Cuando llegaron al punto donde la pequeña colina comenzaba a elevarse, observaron en su cima, a varios metros de distancia, cómo el mausoleo del viejo italiano, separado de las demás tumbas, trataba de ocultarse entre la niebla. Ambos lo vieron exactamente tan abandonado como lo recordaban. Estaba resguardado por una pequeña cerca de rejas con cruces en su diseño, la cual no era difícil de atravesar.

—Hágale pues, ya sabe lo que tiene que hacer —dijo Efraín, sin imponencia.

Jacinto avanzó lentamente, dando pasos cortos, como si estuviera a punto de arrepentirse.
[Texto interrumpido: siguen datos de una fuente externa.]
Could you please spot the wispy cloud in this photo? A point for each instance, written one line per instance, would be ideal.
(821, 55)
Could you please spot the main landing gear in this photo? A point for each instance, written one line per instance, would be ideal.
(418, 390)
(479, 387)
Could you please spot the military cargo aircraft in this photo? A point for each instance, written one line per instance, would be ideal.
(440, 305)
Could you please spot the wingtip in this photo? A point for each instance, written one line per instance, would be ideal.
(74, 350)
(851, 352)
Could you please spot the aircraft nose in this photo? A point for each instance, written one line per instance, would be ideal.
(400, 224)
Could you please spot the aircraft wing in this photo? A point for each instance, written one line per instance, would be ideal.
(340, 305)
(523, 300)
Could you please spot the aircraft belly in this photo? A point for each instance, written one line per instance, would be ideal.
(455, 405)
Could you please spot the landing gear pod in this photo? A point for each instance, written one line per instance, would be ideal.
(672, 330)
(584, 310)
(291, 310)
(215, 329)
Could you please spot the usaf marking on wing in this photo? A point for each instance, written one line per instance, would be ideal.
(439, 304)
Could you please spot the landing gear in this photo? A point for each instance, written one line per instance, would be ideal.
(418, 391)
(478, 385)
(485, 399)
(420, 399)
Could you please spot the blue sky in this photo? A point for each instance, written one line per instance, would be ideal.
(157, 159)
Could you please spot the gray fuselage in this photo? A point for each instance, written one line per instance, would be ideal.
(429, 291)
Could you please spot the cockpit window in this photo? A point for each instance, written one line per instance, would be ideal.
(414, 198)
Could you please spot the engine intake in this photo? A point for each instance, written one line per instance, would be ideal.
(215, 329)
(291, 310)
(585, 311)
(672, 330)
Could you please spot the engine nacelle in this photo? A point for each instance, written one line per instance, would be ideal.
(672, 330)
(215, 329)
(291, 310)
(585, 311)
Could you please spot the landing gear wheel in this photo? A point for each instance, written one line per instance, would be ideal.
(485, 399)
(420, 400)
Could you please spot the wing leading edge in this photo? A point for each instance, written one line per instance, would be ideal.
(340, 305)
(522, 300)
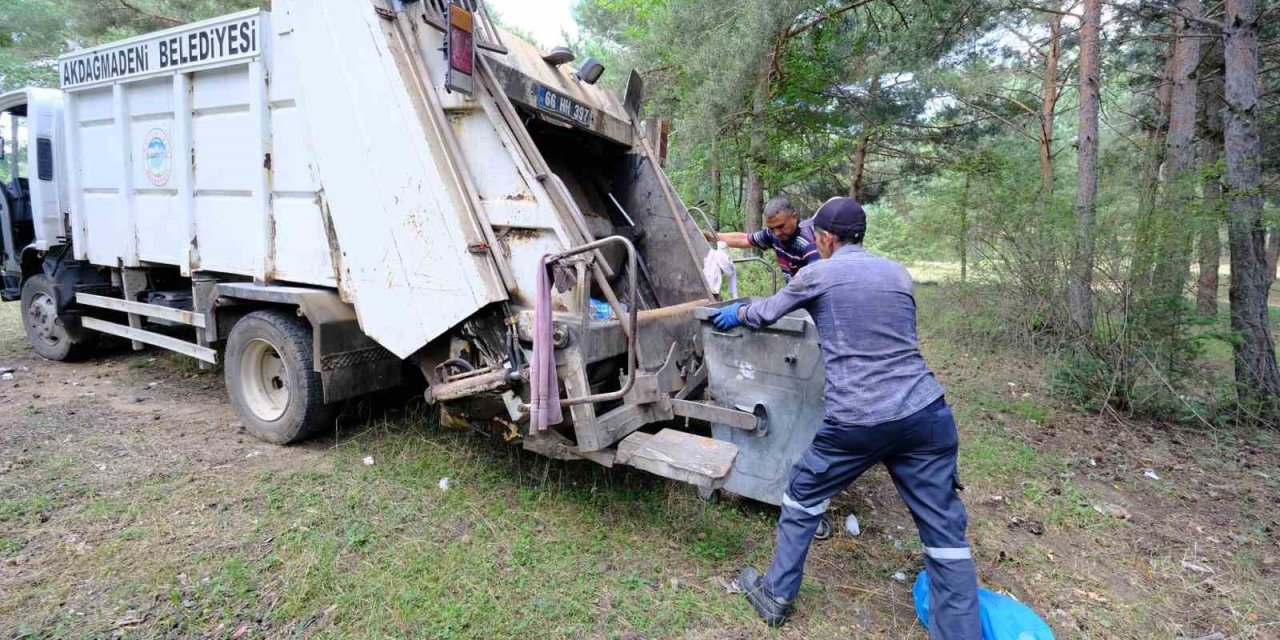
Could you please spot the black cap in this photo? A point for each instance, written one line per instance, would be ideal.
(842, 216)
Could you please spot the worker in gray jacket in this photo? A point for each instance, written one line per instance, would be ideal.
(882, 405)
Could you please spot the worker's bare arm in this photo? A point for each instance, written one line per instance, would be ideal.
(767, 311)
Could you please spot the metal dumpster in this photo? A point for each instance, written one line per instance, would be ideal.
(777, 370)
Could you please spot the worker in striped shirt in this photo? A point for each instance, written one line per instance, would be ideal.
(790, 238)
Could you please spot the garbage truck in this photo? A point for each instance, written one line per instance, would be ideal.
(329, 196)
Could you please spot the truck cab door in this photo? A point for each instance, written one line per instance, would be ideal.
(14, 224)
(46, 188)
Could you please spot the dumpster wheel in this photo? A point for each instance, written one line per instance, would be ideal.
(272, 379)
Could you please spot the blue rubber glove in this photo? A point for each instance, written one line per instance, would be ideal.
(728, 318)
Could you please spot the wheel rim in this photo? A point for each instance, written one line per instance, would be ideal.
(42, 318)
(265, 380)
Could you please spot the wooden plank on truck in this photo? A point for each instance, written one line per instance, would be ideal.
(152, 338)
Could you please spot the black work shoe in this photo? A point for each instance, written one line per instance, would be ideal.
(772, 609)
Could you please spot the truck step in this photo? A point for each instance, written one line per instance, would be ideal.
(155, 339)
(679, 456)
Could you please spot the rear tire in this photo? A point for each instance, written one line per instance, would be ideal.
(51, 334)
(272, 379)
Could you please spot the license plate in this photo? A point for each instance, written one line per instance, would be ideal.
(563, 106)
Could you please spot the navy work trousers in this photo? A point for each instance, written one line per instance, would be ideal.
(920, 455)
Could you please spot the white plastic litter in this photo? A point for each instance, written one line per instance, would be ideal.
(717, 265)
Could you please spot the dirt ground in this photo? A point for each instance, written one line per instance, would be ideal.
(133, 504)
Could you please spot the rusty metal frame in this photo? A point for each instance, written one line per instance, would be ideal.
(632, 312)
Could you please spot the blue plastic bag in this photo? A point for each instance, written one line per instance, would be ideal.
(1002, 617)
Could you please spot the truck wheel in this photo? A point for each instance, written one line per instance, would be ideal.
(53, 336)
(272, 378)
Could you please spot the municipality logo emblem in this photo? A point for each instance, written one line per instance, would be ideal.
(159, 158)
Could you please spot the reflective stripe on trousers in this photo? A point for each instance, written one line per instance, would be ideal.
(919, 453)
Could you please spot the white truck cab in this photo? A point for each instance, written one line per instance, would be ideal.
(33, 202)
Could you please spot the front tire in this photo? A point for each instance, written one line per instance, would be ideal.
(272, 379)
(51, 334)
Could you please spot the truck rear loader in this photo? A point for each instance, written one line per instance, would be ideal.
(327, 193)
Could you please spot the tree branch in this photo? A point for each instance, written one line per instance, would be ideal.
(167, 19)
(824, 18)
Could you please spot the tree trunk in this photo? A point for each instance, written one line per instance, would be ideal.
(1257, 378)
(1210, 246)
(859, 161)
(1152, 156)
(1048, 100)
(1274, 254)
(1210, 250)
(1080, 283)
(1174, 248)
(757, 152)
(717, 183)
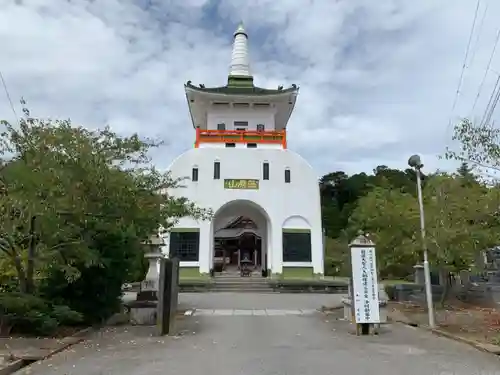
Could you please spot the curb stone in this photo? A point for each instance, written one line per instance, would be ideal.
(67, 341)
(12, 367)
(484, 347)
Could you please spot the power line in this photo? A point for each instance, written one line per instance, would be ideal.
(464, 65)
(479, 32)
(8, 96)
(486, 71)
(492, 103)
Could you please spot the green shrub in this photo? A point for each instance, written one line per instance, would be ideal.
(97, 293)
(391, 292)
(25, 313)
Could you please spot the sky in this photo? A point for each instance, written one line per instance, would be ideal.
(378, 79)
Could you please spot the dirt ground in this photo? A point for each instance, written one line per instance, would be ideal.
(472, 322)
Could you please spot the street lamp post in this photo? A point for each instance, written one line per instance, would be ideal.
(416, 164)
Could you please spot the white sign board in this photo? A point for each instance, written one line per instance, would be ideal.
(365, 285)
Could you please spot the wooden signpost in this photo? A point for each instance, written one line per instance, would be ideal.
(364, 285)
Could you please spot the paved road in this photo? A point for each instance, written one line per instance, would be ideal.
(266, 345)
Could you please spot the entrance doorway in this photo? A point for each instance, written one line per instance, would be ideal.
(240, 241)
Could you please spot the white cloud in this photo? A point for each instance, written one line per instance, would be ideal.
(377, 78)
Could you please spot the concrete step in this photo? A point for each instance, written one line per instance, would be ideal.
(242, 281)
(246, 290)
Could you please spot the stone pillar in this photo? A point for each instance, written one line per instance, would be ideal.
(419, 274)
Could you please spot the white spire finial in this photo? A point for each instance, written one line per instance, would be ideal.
(240, 65)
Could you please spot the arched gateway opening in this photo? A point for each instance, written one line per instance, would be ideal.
(241, 232)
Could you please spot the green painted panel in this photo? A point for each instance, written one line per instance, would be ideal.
(189, 272)
(246, 184)
(292, 230)
(298, 273)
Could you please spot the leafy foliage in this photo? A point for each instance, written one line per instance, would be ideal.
(75, 207)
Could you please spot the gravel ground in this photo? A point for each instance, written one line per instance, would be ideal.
(266, 345)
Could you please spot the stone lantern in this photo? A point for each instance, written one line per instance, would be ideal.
(150, 285)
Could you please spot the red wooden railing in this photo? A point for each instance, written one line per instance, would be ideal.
(240, 136)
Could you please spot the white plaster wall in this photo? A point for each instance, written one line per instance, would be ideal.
(280, 200)
(254, 116)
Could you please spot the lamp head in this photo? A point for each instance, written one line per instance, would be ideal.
(415, 162)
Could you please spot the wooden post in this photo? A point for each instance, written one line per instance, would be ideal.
(168, 296)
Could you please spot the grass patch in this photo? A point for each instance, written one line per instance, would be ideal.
(395, 282)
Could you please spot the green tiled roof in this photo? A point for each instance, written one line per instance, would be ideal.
(241, 90)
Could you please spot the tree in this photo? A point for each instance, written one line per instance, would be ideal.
(76, 205)
(479, 146)
(461, 221)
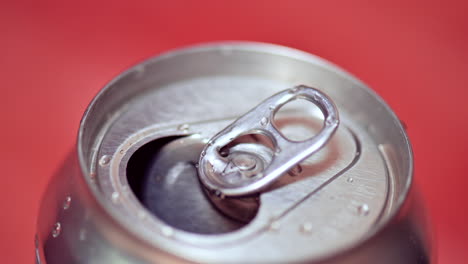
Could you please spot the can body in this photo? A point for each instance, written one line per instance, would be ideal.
(79, 223)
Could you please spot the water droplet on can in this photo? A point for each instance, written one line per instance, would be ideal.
(104, 161)
(184, 127)
(167, 231)
(274, 225)
(295, 171)
(115, 197)
(306, 228)
(141, 215)
(363, 209)
(56, 230)
(67, 203)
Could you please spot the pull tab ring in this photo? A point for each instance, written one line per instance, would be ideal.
(255, 170)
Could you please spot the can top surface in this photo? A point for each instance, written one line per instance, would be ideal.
(141, 138)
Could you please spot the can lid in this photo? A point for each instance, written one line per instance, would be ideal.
(142, 137)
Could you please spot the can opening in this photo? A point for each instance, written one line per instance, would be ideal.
(163, 176)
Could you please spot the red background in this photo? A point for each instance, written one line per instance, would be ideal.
(55, 56)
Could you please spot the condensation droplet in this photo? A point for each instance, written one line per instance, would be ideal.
(184, 127)
(363, 209)
(104, 161)
(295, 171)
(56, 230)
(306, 228)
(167, 231)
(67, 203)
(294, 89)
(274, 226)
(141, 215)
(83, 234)
(115, 197)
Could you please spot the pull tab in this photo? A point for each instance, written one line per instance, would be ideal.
(250, 168)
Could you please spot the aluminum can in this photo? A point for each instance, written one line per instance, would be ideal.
(141, 186)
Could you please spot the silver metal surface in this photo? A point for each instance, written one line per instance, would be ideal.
(130, 195)
(247, 178)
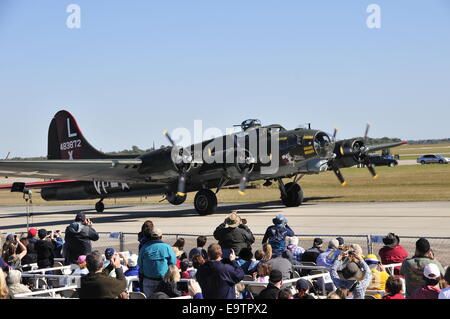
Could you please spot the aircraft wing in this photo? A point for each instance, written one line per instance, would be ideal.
(54, 183)
(374, 148)
(110, 170)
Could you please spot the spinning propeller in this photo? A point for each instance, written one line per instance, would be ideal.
(183, 165)
(357, 151)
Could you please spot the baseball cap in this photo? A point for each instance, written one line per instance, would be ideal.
(333, 244)
(42, 233)
(109, 252)
(371, 259)
(318, 241)
(351, 271)
(423, 245)
(275, 276)
(156, 233)
(80, 217)
(81, 259)
(431, 271)
(302, 284)
(32, 232)
(132, 260)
Sin embargo, se esforzaba por convencerse de que ya era mayor y que no debía atormentarse con cuentos de niños. Solo tenía que clavar la vara de hierro forjado al costado del mausoleo, dentro de las rejas, y luego gritarle al viejo italiano quién era su madre.

Jacinto se tomó más tiempo del necesario para completar el recorrido, pero Efraín no se atrevió a apurarlo. A esas alturas, él también experimentaba más temor del que hubiera imaginado, y creyó que hacer cualquier tipo de ruido podría no ser del agrado del viejo italiano. Solo necesitó levantar las piernas para pasar por encima del cerco. Entró en los terroríficos terrenos del espanto. Sintió frío y su ruana no le proporcionaba mucho abrigo. Miró hacia atrás para buscar a su amigo, pero la niebla solo le permitió distinguir su tenue silueta. Su corazón latió fuertemente, como si estuviera en una orquesta de tambores. Con determinación, dirigió su mirada al interior del mausoleo y solo vio oscuridad. Tomó una bocanada de aire y levantó los brazos con la lanza y la clavó con todas sus fuerzas en la húmeda tierra mientras emitía un grito rasgado:

—¡Viejo italiano, eres un hijo de puta!

Escuchó Efraín a lo lejos. Y todo quedó en silencio por un instante. Sin embargo, cuando Efraín creyó que había perdido la apuesta, escuchó otro grito de Jacinto. Esta vez de horror. El viejo italiano se lo llevaba con él. Efraín, a pesar de dudarlo por un instante, se echó a correr por en medio de las tumbas tan rápido como pudo sin mirar atrás hasta salir del cementerio sin saber de la suerte de su amigo.

Tres días después, al mediodía, enterraron a Jacinto en el mismo cementerio. El culto estaba abarrotado de personas que venían a darle el último adiós. Jacinto había sido encontrado la mañana siguiente a la tragedia. Resultó que la estaca que había clavado con todas sus fuerzas en la tierra húmeda también había atravesado un extremo de su ruana y esta lo jaló al darse vuelta. Jacinto murió de un paro cardiaco.

Raquel, su esposa, y sus cuatro hijos lloraban junto al ataúd. Justo detrás, Efraín también sentía sus ojos enrojecer mientras tomaba el hombro de la viuda.